Not only do restaurants get a fresher product that tastes better, said Lisa Tucker of Field & Fork Network, they are also helping support the local economy. Customers benefit from both.
Now Tucker is hoping to take the farm-to-table movement to even more tables across WNY.
The organization’s newest initiative is the formation of a Food Hub designed to give larger institutions like hospitals, schools and grocers easier access to the same local farm goods.
“Ninety percent of farms in New York state are small, and don’t have current capacity to sell to larger institutions,” said Tucker. A Food Hub will give these institutions a convenient and efficient way to buy locally produced food, she explained.
“[Restaurant] chefs are more nimble,” Tucker said, explaining that larger institutions have stricter standards for quality control and demand larger volumes. The Food Hub, by acting on behalf of multiple farms, could remedy that. Plans are currently in the works to get it up and running by the end of the year.
Cafeteria food may never be the same.
Food trucks off-roading
Food trucks, the uber-trendiest of food trends in WNY over the past two years, are now creating a trend-within-a-trend: many of them are opening as brick-and-mortar restaurants.
No less than five local restaurants that started out as trucks — R&R BBQ (Elma), Pizza Amore (Grand Island), Greek on the Street (Kenmore), Black Market Food Truck (Buffalo) and Lloyd Taco Truck (Buffalo) — are either open or scheduled to open soon.
It’s not necessarily premeditated. That’s true in the case of Pizza Amore, which began selling wood-fired pizzas in 2011 from its customized trailer, then opened a permanent location in 2012.
Owner David Perri explained how he was approached by a customer at a winery event he was catering. The customer loved the pizza, said Perri, and owned a vacant building in Grand Island. “He made me an offer I couldn’t refuse,” Perri said.
But success as a food truck doesn’t always immediately translate to its brick-and-mortar brethren.
“Wherever we go, we have lines,” said Perri. “But just because you open a restaurant doesn’t mean instant success.”
It also doesn’t mean giving up the truck, which is often even more profitable for food businesses. In fact, Pizza Amore added a second truck when Perri realized he was turning down approximately $20,000 in business per month during the busy summer season.
The owners behind Black Market Food Truck — one of WNY’s most beloved eateries on wheels — will open their brick-and-mortar concept on 112 Genesee Street in late May. Called Marble & Rye, the restaurant will have a totally different concept than the truck; it will focus on rye whiskies and a more sophisticated menu that will rotate seasonally.

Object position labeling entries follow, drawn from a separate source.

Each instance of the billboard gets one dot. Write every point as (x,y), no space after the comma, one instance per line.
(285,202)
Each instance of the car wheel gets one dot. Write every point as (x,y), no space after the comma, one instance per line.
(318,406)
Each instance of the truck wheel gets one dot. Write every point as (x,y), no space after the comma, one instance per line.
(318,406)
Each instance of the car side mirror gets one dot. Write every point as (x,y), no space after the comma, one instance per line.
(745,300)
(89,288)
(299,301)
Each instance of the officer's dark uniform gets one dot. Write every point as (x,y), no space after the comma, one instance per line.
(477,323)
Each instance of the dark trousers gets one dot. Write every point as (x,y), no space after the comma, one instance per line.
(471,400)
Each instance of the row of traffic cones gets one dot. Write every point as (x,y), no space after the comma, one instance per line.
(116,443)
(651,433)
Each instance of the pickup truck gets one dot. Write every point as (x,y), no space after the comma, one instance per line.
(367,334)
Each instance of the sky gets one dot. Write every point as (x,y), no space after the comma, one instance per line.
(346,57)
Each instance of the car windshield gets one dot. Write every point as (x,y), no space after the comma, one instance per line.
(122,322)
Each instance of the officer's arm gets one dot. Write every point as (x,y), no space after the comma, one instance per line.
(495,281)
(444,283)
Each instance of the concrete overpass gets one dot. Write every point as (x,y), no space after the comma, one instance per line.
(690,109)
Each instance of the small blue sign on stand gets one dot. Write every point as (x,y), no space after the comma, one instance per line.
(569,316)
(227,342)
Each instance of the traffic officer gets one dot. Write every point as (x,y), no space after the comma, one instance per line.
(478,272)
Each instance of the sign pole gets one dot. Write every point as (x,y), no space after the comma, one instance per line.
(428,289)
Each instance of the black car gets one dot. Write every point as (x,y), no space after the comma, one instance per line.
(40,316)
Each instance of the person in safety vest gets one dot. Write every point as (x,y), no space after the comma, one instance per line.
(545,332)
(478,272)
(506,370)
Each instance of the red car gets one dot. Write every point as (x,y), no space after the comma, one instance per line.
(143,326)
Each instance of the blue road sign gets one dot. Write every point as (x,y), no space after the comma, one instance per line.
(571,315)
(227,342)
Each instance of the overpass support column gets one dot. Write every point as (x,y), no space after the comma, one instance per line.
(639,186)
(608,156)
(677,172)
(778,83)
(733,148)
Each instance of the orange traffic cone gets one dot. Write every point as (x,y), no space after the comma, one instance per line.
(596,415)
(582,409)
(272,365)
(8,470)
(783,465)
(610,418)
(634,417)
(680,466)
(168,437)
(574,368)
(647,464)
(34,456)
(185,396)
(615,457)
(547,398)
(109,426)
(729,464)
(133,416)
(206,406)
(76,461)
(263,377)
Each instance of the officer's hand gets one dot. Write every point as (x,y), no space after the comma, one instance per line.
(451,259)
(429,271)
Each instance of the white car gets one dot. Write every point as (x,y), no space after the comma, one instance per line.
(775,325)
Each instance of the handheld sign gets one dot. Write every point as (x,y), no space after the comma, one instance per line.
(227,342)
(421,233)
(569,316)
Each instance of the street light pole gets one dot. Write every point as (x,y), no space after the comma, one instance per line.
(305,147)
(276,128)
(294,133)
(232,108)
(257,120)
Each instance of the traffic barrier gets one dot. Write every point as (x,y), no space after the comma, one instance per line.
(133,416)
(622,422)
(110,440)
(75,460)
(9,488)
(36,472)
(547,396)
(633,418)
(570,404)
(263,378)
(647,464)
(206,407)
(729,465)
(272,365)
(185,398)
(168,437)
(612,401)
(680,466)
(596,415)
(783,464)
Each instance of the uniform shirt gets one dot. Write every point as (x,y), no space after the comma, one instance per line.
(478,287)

Opening a restaurant was their goal from the beginning, but launching a truck came with fewer barriers to entry and allowed owners Christian Willmott and Michael Dimmer to build their nest egg to fund the restaurant. Along the way they also built a loyal following.
Fans of Black Market food should not despair, however; the truck will remain on the road, said Willmott, with a new staff trained to man it.
“Customers shouldn’t notice any difference at all.”